MOTIVOS PARA LEER A APE
Óscar Esquivias
Los motivos para leer a Ape Rotoma son, supongo, los mismos que para fumar: por puro placer y, en seguida, por adicción irresistible. La poesía de Ape no es inocua y tiene sus riesgos. Es posible que algunos lectores encuentren sus versos demasiado alquitranados, pegados al asfalto de la vida cotidiana, ásperos para la garganta y los pulmones. El propio autor (quizá con la misma intención admonitoria que los avisos de las autoridades sanitarias en las cajetillas de tabaco) advierte de que su poesía en realidad es casi prosa (a ese “casi” le da mucha importancia) y confiesa que es un vicio que no consigue abandonar. A veces se pasa largas temporadas sin escribir nada, pero cuando menos se lo espera le atrapa la dulzura del «primer paseo / por caminos no olvidados aún del todo» y vuelve a caer. Los poemas de Ape Rotoma tratan fundamentalmente sobre sí mismo, sobre sus pensamientos y su vida cotidiana. Sus versos son siempre espontáneos, algo malhablados, escépticos, simpáticos, sensibles, con buen corazón, también con mala suerte, como chavales criados en la calle, tímidos y descarados a la vez, acostumbrados a la intemperie y a fumar desde niños.
Ape escribe con la cadencia del habla, su mismo fraseo y la enorme potencia de la oralidad.

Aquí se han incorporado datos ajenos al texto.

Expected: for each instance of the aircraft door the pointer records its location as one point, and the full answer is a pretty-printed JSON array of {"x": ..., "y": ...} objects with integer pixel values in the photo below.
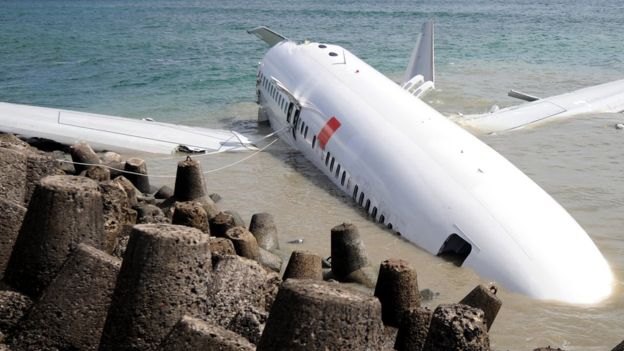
[{"x": 295, "y": 123}]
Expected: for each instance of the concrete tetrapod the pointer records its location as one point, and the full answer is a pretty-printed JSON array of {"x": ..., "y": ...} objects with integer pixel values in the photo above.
[
  {"x": 191, "y": 214},
  {"x": 349, "y": 261},
  {"x": 220, "y": 224},
  {"x": 263, "y": 227},
  {"x": 190, "y": 184},
  {"x": 71, "y": 312},
  {"x": 11, "y": 217},
  {"x": 194, "y": 334},
  {"x": 244, "y": 243},
  {"x": 457, "y": 327},
  {"x": 304, "y": 265},
  {"x": 13, "y": 164},
  {"x": 413, "y": 329},
  {"x": 164, "y": 275},
  {"x": 136, "y": 172},
  {"x": 84, "y": 156},
  {"x": 64, "y": 211},
  {"x": 397, "y": 290},
  {"x": 317, "y": 315},
  {"x": 484, "y": 298}
]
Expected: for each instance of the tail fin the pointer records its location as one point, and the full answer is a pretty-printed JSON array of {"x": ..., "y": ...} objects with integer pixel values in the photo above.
[
  {"x": 267, "y": 35},
  {"x": 422, "y": 60}
]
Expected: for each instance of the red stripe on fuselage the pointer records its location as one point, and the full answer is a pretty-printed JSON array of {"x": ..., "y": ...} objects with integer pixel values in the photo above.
[{"x": 328, "y": 130}]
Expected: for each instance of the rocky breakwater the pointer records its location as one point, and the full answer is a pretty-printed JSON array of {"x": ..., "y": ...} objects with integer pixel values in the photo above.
[{"x": 95, "y": 258}]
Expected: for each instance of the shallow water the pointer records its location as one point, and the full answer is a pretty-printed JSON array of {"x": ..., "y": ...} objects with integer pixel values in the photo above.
[{"x": 192, "y": 62}]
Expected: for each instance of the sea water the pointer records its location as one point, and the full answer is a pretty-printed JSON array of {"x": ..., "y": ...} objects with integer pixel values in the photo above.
[{"x": 192, "y": 62}]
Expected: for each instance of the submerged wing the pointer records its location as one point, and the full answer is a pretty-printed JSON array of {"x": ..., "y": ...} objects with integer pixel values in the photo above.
[
  {"x": 115, "y": 133},
  {"x": 267, "y": 35},
  {"x": 420, "y": 73},
  {"x": 603, "y": 98}
]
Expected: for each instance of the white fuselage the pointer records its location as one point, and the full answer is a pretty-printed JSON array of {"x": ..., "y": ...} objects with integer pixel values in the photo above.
[{"x": 412, "y": 169}]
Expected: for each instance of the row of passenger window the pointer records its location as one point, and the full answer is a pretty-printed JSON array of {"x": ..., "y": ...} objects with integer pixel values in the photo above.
[
  {"x": 277, "y": 96},
  {"x": 330, "y": 161},
  {"x": 358, "y": 196}
]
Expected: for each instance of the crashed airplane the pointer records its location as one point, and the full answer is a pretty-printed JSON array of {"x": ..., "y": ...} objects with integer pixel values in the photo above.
[
  {"x": 409, "y": 167},
  {"x": 418, "y": 173}
]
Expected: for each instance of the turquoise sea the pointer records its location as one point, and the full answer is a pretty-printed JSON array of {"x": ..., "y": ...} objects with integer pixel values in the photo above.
[{"x": 192, "y": 62}]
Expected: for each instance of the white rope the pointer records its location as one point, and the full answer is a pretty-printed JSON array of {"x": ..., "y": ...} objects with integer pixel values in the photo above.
[{"x": 173, "y": 176}]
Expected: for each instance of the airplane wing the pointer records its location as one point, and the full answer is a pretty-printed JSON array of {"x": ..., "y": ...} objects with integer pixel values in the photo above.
[
  {"x": 267, "y": 35},
  {"x": 420, "y": 73},
  {"x": 603, "y": 98},
  {"x": 115, "y": 133}
]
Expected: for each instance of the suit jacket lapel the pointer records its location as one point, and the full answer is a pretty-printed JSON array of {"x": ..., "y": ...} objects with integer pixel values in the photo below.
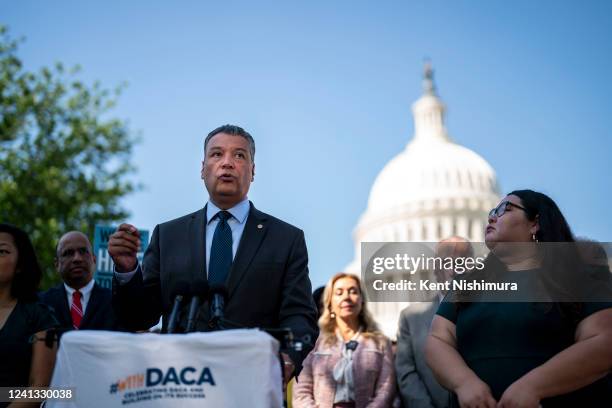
[
  {"x": 252, "y": 236},
  {"x": 197, "y": 233},
  {"x": 92, "y": 305},
  {"x": 65, "y": 309}
]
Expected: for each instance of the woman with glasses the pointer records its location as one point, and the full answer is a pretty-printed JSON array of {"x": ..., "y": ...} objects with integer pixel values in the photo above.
[
  {"x": 351, "y": 365},
  {"x": 25, "y": 359},
  {"x": 532, "y": 353}
]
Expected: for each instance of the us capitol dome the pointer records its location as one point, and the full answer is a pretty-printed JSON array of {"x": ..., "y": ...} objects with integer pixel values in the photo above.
[{"x": 433, "y": 189}]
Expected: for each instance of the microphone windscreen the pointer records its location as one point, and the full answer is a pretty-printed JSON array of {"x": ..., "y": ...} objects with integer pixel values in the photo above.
[
  {"x": 199, "y": 288},
  {"x": 218, "y": 289},
  {"x": 180, "y": 288}
]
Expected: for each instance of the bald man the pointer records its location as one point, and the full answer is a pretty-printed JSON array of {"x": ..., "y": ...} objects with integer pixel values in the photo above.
[{"x": 79, "y": 302}]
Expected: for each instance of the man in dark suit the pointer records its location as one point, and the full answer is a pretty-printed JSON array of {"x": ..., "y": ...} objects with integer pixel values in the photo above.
[
  {"x": 79, "y": 302},
  {"x": 260, "y": 259},
  {"x": 417, "y": 384}
]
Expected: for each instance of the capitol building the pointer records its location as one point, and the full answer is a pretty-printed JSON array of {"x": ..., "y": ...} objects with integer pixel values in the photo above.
[{"x": 433, "y": 189}]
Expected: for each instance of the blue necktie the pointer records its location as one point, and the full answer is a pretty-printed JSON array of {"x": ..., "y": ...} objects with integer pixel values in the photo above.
[{"x": 220, "y": 250}]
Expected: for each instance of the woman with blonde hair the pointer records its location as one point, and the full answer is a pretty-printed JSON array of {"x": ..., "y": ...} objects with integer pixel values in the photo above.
[{"x": 351, "y": 365}]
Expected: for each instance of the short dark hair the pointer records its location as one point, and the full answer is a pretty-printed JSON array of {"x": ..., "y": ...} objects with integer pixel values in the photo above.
[
  {"x": 27, "y": 273},
  {"x": 234, "y": 131}
]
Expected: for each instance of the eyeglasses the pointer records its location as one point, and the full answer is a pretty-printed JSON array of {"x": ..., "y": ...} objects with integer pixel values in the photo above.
[{"x": 503, "y": 207}]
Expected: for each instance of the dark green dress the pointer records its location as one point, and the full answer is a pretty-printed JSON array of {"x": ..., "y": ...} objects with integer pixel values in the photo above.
[
  {"x": 25, "y": 320},
  {"x": 502, "y": 341}
]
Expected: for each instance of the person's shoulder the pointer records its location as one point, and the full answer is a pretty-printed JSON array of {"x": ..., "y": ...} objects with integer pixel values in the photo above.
[
  {"x": 52, "y": 293},
  {"x": 416, "y": 308},
  {"x": 182, "y": 219},
  {"x": 38, "y": 311}
]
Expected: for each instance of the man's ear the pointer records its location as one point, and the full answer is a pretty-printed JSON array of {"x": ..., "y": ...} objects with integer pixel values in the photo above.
[{"x": 536, "y": 225}]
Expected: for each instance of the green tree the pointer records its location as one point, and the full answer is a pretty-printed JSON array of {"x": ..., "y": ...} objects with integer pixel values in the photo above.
[{"x": 64, "y": 163}]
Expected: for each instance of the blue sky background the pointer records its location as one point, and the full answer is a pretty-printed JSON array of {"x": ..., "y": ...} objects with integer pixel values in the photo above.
[{"x": 326, "y": 88}]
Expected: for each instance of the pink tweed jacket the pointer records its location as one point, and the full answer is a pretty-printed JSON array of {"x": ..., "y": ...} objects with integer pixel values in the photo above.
[{"x": 373, "y": 373}]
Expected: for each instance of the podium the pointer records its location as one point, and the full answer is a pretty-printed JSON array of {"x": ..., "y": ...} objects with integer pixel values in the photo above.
[{"x": 231, "y": 368}]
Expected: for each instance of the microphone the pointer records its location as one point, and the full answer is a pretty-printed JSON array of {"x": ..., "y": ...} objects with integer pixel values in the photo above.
[
  {"x": 180, "y": 289},
  {"x": 218, "y": 296},
  {"x": 199, "y": 291}
]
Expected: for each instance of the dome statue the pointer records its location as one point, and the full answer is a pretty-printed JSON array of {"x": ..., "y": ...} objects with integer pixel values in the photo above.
[{"x": 433, "y": 189}]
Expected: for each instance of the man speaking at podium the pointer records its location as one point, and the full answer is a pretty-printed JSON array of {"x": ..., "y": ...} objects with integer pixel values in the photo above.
[{"x": 261, "y": 260}]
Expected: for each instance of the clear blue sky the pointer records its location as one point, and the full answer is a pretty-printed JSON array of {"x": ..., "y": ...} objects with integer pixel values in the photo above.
[{"x": 326, "y": 90}]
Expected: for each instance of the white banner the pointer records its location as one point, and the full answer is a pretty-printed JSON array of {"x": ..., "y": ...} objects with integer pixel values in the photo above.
[{"x": 232, "y": 368}]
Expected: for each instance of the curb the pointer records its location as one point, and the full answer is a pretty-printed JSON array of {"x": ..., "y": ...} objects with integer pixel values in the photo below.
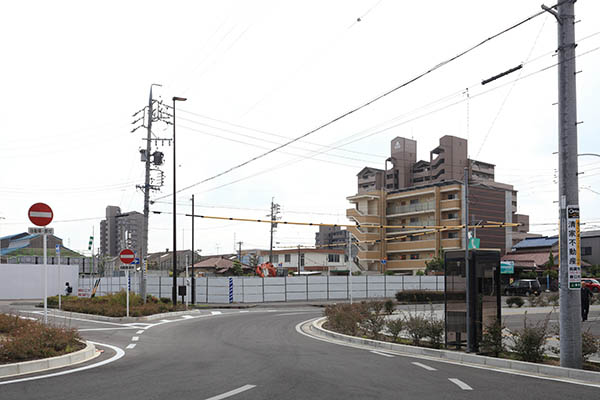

El lector escucha una voz sin artificios, como la de un amigo íntimo que comparte confidencias. Las líneas en blanco entre estrofas parecen breves silencios que Ape aprovecha para dar una calada o prender un nuevo cigarrillo (me imagino su mesa llena de libros, bolígrafos y mecheros de colores que coge a tientas, sin necesidad de mirar).
A su manera, Ape Rotoma es un filósofo, aunque seguro que él no se calificaría así y le parecería un término exagerado. Pero lleva filosofando al menos desde los once añitos, cuando tuvo una iluminación e intuyó que todo en el mundo es un sinsentido, que ninguna explicación metafísica sirve para comprender el misterio de la vida. Ape ha cultivado esta visión escéptica y una vocación de eremita, de modesto Diógenes arandino que agradece la presencia de un rayito de sol que espante ese frío burgalés que tanto se parece al recuerdo del dolor (eso dice él en preciosos versos). Ape, como los sabios antiguos, aspira a la imperturbabilidad del ánimo, a la serenidad, aunque no siempre lo consiga (el dinero y el amor, tan esquivos, a veces se lo ponen difícil). Tiene costumbres sencillas: acostarse temprano, leer mucho, ver películas, editar paciente en la Wikipedia –aunque le amenacen con borrar sus artículos–, escuchar canciones de Javier Krahe, leer a Karmelo Iribarren y a otros poetas también un poco filósofos que a menudo viven en provincias tristes y lluviosas. En algunos poemas de Ape puede intuirse una música secreta, como si fueran letras de esas canciones un poco canallas que suenan cuando cierran los bares («No sé qué me ha dado, chica, / pero hoy te quiero muchísimo») y que él nunca llega a escuchar porque a la hora a la que echan la persiana los locales nocturnos (casi a la que la levantan) lleva ya mucho tiempo dormido.
El humor está muy presente en los versos de Ape y esto le distingue de la mayoría de los poetas. Es capaz de dedicar un poema a Rompetechos y otro a Geena Davis en traje de baño. Cuando pasa por la Plaza Mayor de Aranda recuerda que, según algunos, vista desde el aire, parece un ataúd. Pero Ape no se entretiene allí en contar cadáveres, como haría un desesperanzado hijo de la ira, sino que se recrea en el espectáculo de la vida cotidiana, en ver pasar a sus vecinos bajo la nevada, como si fueran figurantes de una película navideña (bueno, «navideña» según los criterios de Ape, o sea, bastante gamberra). En sus versos, a pesar de los desengaños, de las estrecheces, de los trabajos alienantes, de las deudas y el desamor, también hay un mensaje vitalista: así, un amigo, una canción, una película, un bikini o un rayo de sol pueden bastar para que se sienta a gusto y reconciliado con la vida. Y yo, cuando pienso en las cosas sencillas que me hacen feliz, me acuerdo siempre de los poemas de Ape Rotoma.